University credit hours:  2.0

Course description

 Biblical literature throughout portrays Israel as arriving from the outside to their land, from Mesopotamia (Ur or Haran) or from Egypt, to a land settled by Canaanite peoples. This seminar presents the Israelite conception of national identity as being foreign to its cultural surroundings.
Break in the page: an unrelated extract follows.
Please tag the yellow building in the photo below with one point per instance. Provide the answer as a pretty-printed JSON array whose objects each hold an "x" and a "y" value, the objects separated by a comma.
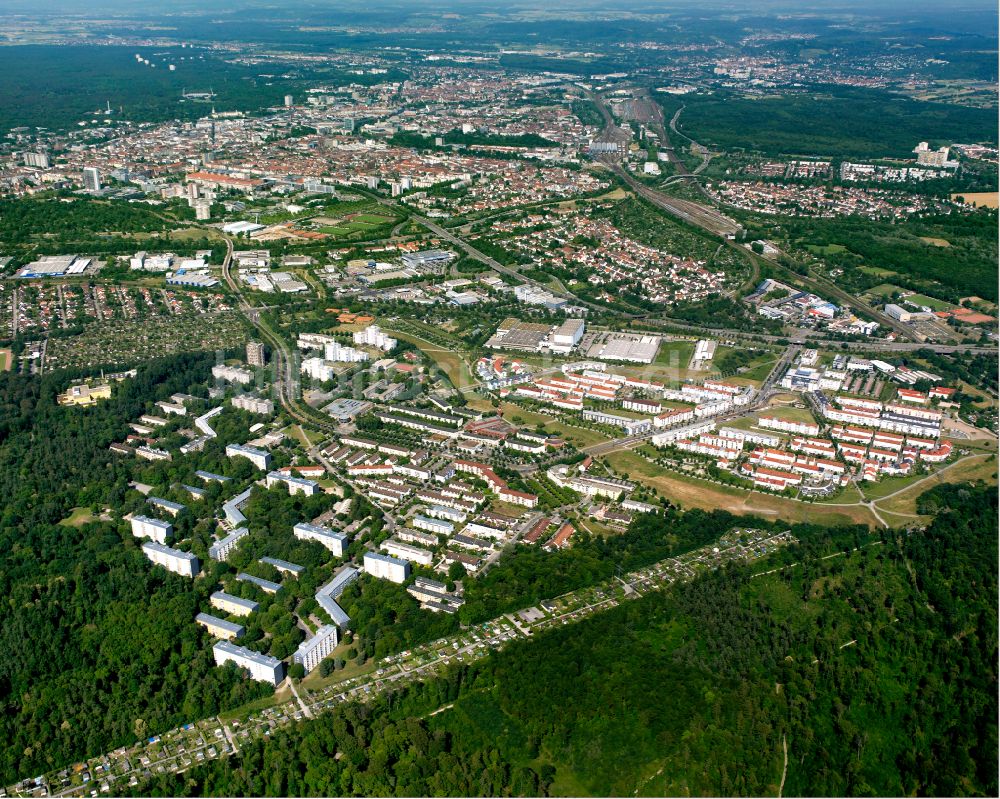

The methodology is interdisciplinary: National conceptions of identity in the Hebrew Bible are discussed from the perspectives of social and psychological categories of group-identity definitions, where clear lines of hierarchy and stereotype are drawn, such that create conceptions of exclusivity and “otherness.” These constructions build the legitimacy of one group and the de-legitimacy of the other.
We will discuss four circles of national-group definitions: (1) Between Israel, the Canaanites and the Arameans in the forefathers stories (chapters from Genesis and Deut 26:5–10); the demand to separate from the seven Canaanite peoples in legal codices in the Pentateuch (Exodus 23, 34; Leviticus 18, 20; Deuteronomy 7). We will then look at the ways this separation is transformed to serve internal struggles within Israel: (2) Between Judah and Israel (2Kings 17); (3) Between the Judean exiles and those who remained in Ezekiel and in Ezra-Nehemiah (Ezekiel 16 and 20; Ezra 9–10; Nehmeiah 13); (4) Between Israel and the Samaritans (2Kings 17:24–41; Ezra 4:1–4).